AmeriCares has been delivering aid
to Haiti since 1984 and opened an office and warehouse in Port-au-Prince after a
massive outpouring of support from donors following the January 12,
2010 earthquake. Today, AmeriCares sends over 300 aid shipments a year to Haiti –
an average of one shipment a day – to health care facilities throughout
the country.
Now, as AmeriCares enters its third
year of relief operations, much of the focus is on supplying cholera treatment
centers that offer the only chance for survival for those infected.
Contracting the deadly disease is almost inevitable
for families still living in temporary settlements because
cholera spreads rapidly through contaminated water.

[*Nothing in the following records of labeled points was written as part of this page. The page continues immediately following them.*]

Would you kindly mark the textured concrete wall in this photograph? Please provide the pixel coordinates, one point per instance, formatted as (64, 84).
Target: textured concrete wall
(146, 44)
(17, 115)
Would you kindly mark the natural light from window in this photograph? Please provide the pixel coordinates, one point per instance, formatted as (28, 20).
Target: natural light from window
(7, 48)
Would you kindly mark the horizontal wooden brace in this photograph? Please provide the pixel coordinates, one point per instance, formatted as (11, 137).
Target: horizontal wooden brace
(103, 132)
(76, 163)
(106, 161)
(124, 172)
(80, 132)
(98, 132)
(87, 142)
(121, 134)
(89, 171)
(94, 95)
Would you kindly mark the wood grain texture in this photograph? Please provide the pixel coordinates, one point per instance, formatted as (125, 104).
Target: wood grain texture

Pre-positioning
treatment supplies, including IV fluids, is a top priority for AmeriCares
Haiti relief workers since the most seriously
ill patients can die of dehydration in as little as 10 to 12 hours.
AmeriCares has provided medical
relief and humanitarian assistance to millions affected by natural disasters
and man-made crises around the world for nearly 30 years. Our emergency
response work includes the 2004 tsunami in Southeast Asia, the 2010
Chile earthquake and last year’s earthquake and tsunami in Japan. Our
relief efforts often last years beyond the initial disaster as we rebuild
hospitals and clinics and restore health services.